A Newbie’s AI Coding Journey
November 3rd, 2023Talk about throwing yourself into the deep end! AI Coder was in my top 3 for capstone projects, but I honestly wasn’t expecting to end up with it. I had exactly zero experience heading into things, and it seemed like much of my group was a bit more advanced than me. We selected a “dating app” to be our final deliverable, and our goal was to utilize various AI tools as best as we could in order to plan and develop a web app tailored to matching humans to prospective animal friends. This is the story of my journey for the last few weeks.
We each picked our favorite AI tool to compare and contrast our experiences in web development utilizing them. What even was my favorite AI tool? I didn’t even know any AI tools to begin with, aside from vaguely understanding ChatGPT existed. I ended up selecting GitHub Copilot. I felt relatively confident about building a web application, so having something more hands on felt like the right call. Copilot plugs right into my favorite IDE: VS Code, and all it really takes to get going is a few comments from which it attempts to generate code. It should be pretty simple, right?
Honestly, it really is pretty simple, but also kind of not very simple at all. I can get it to do almost anything I want, but only to a certain extent. I’m making a Flask app for the dating app. I turned Copilot on and decided to start with something simple. I asked it to import Flask. It succeeded, but it also imported more things than I ever would have needed to complete my basic tasks. It doesn’t particularly hurt to have them, but I decided it wasn’t quite what I wanted, so I refined my comments a bit further to be more explicit. With the correct guidance, it was able to import only that which I desired, but at this point I would’ve been better off simply writing the line myself. What was even the point?

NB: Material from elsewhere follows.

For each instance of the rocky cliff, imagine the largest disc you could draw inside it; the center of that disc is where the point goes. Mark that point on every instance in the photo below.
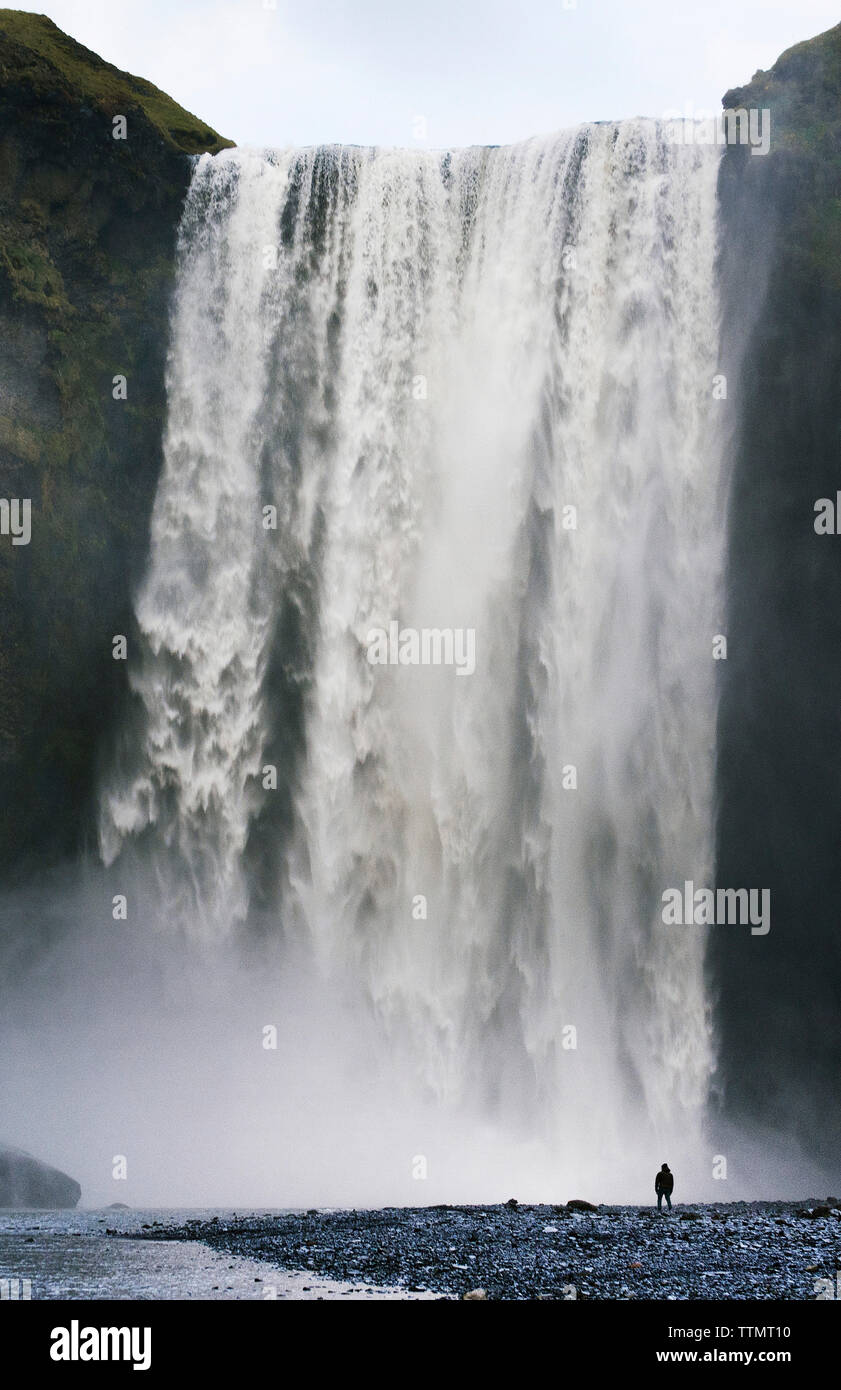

I suppose it was a little amusing to me later when I found out I actually did need a handful of the things it had imported, and I had written off as useless. It was just a matter of adding a few extra words at the top of my Python file, but that was beside the point. Humans are far from perfect, and AI will likely never be perfect as well, but it had still presented me with a helpful suggestion which at worst could have served as a convenient reminder and at best could have saved me a lot of grief if I had been working with something a little more unfamiliar to me. It doesn’t always give suggestions I want, and it doesn’t even always give suggestions that are correct in the sense of creating functional code that will actually run, but it does serve as a convenient primer to have along. I occasionally forgot an exact syntax or ran into a simple problem I’ve seen numerous times before, and these were instances in which Copilot managed to take care of me in an efficient manner. I still had to look over its work, but this both removed at least some of the repetitiveness of my work and served as a refresher on little nuances I may have slightly forgotten.
Overall, I would say I have had a relatively positive experience with GitHub Copilot. If I knew nothing, Copilot was not very helpful. It would make an attempt, of course, unless I provided it with too much information at least, but this was still not very useful to me in the long run, as I would neither be able to verify the code’s usability nor build upon it without relying further on AI. It’s a bit interesting. Knowing more about exactly what I needed and how to go about making it made having AI around a bit more convenient. It could help me learn a bit more about a language, help me avoid a bit of repetitiveness in my work, or even write some comments for my code for me. It noticed my approaches to problems and provided my own solutions back to me when I encountered similar problems later on in my work. It’s not something I’d always use, but at this point I at least enjoy having it around, and that’s honestly not something I would’ve been able to say even a few weeks earlier.